She looked down at her boots, then up again, but not at his face, over his left shoulder. “Thank you, but I must go home. Good-bye, James.” And she dashed out the doors. He watched her run into the gardens. There were paths leading out; surely she wouldn’t explore; surely she wouldn’t find the statues.

JAMES FOUND HIS father in his bedchamber, alone, bandaging his arm.

“What happened, Father?”

Douglas jerked around, then heaved a sigh of relief. “James. I thought it was your mother. It’s nothing really, an idiot shot me in the arm, nothing more.”

James’s fear sliced right through to his belly. He swallowed, but the fear just kept bubbling up. “This isn’t good,” he said. “Papa, I really don’t like this. Where’s Peabody?”

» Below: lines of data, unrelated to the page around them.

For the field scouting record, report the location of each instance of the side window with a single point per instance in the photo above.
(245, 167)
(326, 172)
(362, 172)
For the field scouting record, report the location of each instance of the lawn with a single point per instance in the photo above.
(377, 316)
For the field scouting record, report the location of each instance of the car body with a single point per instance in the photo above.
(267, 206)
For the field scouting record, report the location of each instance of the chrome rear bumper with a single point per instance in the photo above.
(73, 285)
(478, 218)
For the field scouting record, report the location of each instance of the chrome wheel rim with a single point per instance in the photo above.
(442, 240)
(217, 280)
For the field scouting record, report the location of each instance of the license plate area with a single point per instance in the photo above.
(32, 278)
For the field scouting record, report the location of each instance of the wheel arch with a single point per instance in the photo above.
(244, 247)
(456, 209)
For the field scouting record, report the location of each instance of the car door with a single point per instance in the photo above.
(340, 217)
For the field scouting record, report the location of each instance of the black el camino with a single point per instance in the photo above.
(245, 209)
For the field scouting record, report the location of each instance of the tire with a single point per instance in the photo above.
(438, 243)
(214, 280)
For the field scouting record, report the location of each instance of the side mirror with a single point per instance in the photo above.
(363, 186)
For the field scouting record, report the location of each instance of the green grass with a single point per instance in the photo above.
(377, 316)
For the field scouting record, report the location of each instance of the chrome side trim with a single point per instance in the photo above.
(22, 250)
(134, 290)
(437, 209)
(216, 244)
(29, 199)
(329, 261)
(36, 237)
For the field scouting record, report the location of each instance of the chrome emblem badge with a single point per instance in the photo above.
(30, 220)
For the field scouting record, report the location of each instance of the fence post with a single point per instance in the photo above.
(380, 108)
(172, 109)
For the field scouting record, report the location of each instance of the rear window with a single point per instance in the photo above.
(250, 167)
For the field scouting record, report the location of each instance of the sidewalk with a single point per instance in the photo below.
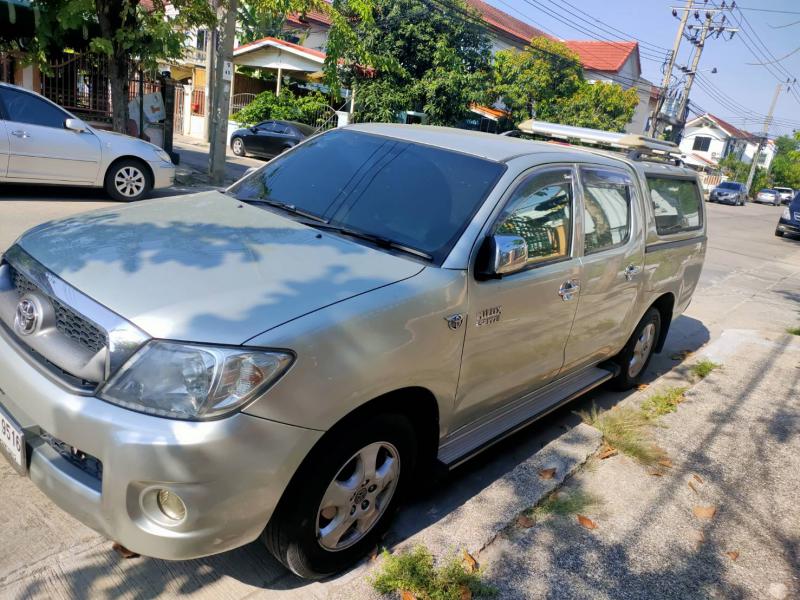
(193, 166)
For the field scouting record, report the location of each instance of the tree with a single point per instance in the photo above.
(546, 80)
(424, 59)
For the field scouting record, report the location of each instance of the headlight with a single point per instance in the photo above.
(160, 153)
(186, 381)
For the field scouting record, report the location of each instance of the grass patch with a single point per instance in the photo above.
(665, 402)
(564, 504)
(702, 368)
(628, 430)
(415, 571)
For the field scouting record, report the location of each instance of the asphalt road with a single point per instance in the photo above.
(44, 553)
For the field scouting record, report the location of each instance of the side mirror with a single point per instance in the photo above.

James hadn’t called him Papa for many years now. Douglas tied off the strip of linen that he’d ripped from his shirt, pulled it tight with his teeth, then turned and managed a smile. “I’m all right, James.” Then because James looked afraid, Douglas walked to him, and pulled his precious boy against him. “I am just fine, it’s just a bit of a sting, nothing to worry you or me or anyone, particularly your mother who will never find out about this.”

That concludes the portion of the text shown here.